Use a notebook to manipulate a file before ingesting data?
We have several .csv ( or Excel ) files which have things like subtotals, title rows w/ merged cells, and other things non-conducive to using as an Incorta data source.
Is is possible to use a notebook to access the uploaded file, delete rows we don't want ( e.g. every row labeled "subtotal" ), strip out header rows which aren't headers or data, and then use the file as a data source?
Is this task only needed for one time only? If the files are uploaded periodically and you would like to perform this task as part of incremental refresh, you can consider creating a materialized view for performing this task.
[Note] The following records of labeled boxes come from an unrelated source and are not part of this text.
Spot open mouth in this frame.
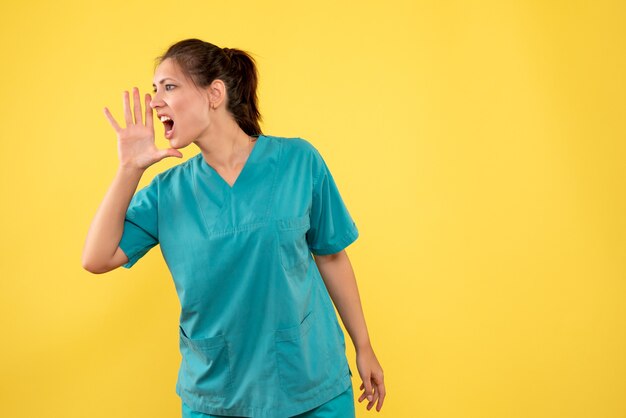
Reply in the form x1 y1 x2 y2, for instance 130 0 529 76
161 116 174 139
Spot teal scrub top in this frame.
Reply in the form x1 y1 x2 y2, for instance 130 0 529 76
119 135 359 418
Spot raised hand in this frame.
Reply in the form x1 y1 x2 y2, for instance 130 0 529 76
104 87 183 170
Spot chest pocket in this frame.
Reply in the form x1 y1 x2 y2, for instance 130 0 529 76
277 214 311 272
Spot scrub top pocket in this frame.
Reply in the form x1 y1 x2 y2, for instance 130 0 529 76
179 326 232 399
277 215 311 272
275 311 328 401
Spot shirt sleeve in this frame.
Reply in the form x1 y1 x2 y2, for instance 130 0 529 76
306 149 359 255
119 177 159 269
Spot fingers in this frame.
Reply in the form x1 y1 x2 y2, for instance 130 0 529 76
146 93 154 129
123 91 133 127
375 378 387 411
104 107 122 132
359 375 386 411
359 379 374 402
133 87 143 125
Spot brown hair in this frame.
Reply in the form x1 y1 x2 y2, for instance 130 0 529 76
154 39 263 136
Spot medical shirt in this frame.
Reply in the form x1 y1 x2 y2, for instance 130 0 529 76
119 135 359 418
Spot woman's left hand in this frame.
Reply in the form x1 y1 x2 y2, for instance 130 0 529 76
356 346 385 412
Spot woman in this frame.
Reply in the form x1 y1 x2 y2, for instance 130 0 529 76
83 39 385 418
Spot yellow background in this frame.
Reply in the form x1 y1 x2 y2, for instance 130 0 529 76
0 0 626 418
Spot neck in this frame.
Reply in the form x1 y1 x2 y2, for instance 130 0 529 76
196 121 256 170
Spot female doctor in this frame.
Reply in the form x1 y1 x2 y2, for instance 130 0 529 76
83 39 385 418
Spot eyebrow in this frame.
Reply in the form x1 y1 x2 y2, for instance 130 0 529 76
152 77 176 87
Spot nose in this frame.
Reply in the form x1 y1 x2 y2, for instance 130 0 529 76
150 93 164 110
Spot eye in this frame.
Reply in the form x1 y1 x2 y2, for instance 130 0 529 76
152 84 176 94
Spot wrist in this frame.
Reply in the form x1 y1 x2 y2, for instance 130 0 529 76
354 338 372 354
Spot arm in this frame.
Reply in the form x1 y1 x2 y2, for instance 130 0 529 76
82 87 183 273
315 250 385 411
82 167 144 273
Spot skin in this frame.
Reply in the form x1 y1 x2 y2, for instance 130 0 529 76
83 59 385 411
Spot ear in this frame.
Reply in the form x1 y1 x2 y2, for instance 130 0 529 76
206 79 226 107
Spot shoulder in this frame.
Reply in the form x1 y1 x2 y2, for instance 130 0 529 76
264 135 323 169
153 153 202 185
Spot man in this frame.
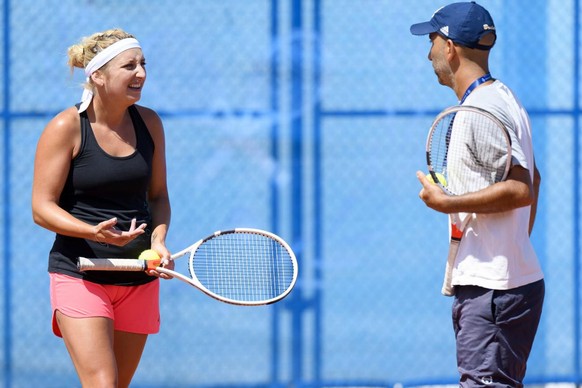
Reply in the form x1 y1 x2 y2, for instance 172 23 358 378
410 2 544 387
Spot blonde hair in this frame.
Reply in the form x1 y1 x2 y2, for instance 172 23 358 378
67 28 135 71
67 28 135 95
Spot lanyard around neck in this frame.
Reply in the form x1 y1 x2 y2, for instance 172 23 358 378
459 73 492 105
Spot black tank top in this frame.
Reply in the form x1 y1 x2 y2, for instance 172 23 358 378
48 106 156 285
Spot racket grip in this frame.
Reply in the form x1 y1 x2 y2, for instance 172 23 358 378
77 257 151 272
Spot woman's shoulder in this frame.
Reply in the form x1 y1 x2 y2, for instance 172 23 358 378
46 106 81 136
134 104 163 134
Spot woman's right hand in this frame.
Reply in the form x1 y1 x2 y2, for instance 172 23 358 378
93 217 147 247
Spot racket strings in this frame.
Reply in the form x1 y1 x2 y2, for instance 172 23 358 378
190 233 294 301
428 110 510 194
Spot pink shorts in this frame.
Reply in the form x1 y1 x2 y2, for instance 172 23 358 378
49 273 160 337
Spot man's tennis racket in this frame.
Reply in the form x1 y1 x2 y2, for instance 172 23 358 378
78 228 298 306
426 105 511 296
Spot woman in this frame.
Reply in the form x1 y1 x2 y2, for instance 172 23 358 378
32 29 173 387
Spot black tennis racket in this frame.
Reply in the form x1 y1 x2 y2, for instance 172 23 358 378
426 105 511 296
78 228 298 306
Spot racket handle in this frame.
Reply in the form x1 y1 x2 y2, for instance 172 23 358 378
441 240 459 296
77 257 160 272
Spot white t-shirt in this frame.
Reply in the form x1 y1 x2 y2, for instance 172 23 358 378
453 81 543 290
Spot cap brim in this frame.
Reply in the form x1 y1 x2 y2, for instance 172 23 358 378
410 22 438 35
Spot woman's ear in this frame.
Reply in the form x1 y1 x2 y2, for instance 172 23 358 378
91 70 104 86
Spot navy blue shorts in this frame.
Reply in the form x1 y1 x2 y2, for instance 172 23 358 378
453 279 545 388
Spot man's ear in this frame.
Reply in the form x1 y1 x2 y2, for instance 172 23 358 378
446 39 457 59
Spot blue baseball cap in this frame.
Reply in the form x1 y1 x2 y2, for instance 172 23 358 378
410 1 497 50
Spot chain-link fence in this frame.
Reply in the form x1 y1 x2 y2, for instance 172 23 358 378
0 0 582 387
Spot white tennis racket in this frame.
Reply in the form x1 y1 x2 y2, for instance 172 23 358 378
78 228 298 306
426 105 511 296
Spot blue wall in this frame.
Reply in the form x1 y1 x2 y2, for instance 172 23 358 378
0 0 582 387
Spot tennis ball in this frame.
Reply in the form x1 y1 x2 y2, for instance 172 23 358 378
139 249 160 260
426 172 447 186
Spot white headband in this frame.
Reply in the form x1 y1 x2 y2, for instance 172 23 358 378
79 38 141 113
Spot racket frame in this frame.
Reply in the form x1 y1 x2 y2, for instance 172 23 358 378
426 105 512 296
77 228 299 306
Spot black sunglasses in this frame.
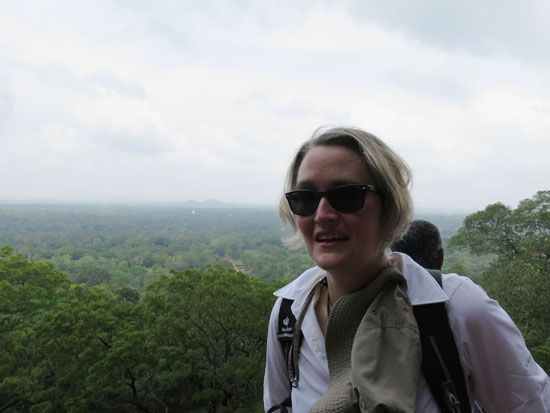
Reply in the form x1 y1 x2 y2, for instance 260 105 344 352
285 185 378 217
Although it is not officially supported, PySpark MV can access the data file from the disk using those python file access API. Incorta PySpark MV does require a save(<data frame>) in the end. Also, Incorta runs the MV logic during saving the materialized view, not just when you run it explicitly or schedule to run it. The files you save from the MV will be generated each time you hit save. Incorta Notebook is launched from the screen when you create a MV. It is not, as of the current release (release 5), a generic purpose of notebook.
Alternatively, you can use any python program including the one you create from a notebook outside Incorta to manipulate files before the file is ready to consume by Incorta. During incremental refresh, Incorta can pick up the files from the <tenant folder>/data folder or you can use the Data Lake - Local Files feature to access a file that can be accessible from Incorta loader service process outside the tenant folder.